From the Bureau of Meteorology

The aurora australis is sometimes seen in the night sky over southern Australia - mainly in winter. It usually appears as a bright arch. Streamers of light frequently radiate from the arch and sometimes extend beyond the zenith. Occasionally the arch resembles a swaying curtain. The aurora is an electrical phenomenon usually associated with magnetic storms.

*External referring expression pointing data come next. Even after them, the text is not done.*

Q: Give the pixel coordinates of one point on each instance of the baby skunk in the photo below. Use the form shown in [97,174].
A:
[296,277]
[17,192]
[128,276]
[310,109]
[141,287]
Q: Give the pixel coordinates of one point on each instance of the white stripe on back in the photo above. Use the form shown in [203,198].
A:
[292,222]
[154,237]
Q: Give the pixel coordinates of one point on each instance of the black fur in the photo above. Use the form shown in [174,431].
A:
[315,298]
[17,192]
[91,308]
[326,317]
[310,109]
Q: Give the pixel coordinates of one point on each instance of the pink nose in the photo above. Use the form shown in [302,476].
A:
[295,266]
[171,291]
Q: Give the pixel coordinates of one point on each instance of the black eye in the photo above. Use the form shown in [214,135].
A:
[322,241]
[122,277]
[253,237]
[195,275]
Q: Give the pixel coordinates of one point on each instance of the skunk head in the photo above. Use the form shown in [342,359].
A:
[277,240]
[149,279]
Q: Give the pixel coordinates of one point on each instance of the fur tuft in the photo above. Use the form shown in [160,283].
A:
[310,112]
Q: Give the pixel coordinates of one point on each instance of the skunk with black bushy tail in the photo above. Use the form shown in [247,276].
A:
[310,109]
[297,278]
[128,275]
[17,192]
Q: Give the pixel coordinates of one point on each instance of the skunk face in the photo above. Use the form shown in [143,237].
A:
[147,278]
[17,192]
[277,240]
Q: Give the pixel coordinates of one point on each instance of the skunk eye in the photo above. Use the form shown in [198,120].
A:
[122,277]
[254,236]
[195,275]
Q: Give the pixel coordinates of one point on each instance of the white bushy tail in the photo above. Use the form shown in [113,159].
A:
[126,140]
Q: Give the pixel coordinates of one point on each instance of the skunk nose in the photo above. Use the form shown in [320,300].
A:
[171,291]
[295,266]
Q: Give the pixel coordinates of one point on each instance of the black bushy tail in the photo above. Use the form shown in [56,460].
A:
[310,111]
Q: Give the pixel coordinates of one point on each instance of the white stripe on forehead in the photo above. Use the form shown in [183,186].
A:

From the Astronomical Society of Tasmania

Occurrence of the Aurora over Tasmania
Due to its proximity to the general location of the auroral oval, Tasmania is the likeliest of all Australian states to see auroral displays. The Australian Antarctic Division in Kingston has calculated that the chance of observing an aurora in Tasmania, on any clear night, averages out at around 1% to 2%. Because we are equatorwards of the auroral oval, auroral displays in Tasmania are generally seen in the southern sky, although under very active (storm) conditions the auroral oval expands over the state and displays can occasionally be seen to the north. Compared with other locations at our geographic latitude, Tasmania (especially Hobart) is particularly favoured to see the aurora because the invariant pole is pushed in our direction every night.
At Tasmania's latitude, the aurora usually has an angular extent along the horizon of 50 to 100 degrees and usually reaches no further northwards than the zenith (the point directly above the observer). Displays tend to be centred on the magnetic pole, which is about 19o to the west of the geographic pole. Only on rare occasions does the aurora cover the entire sky.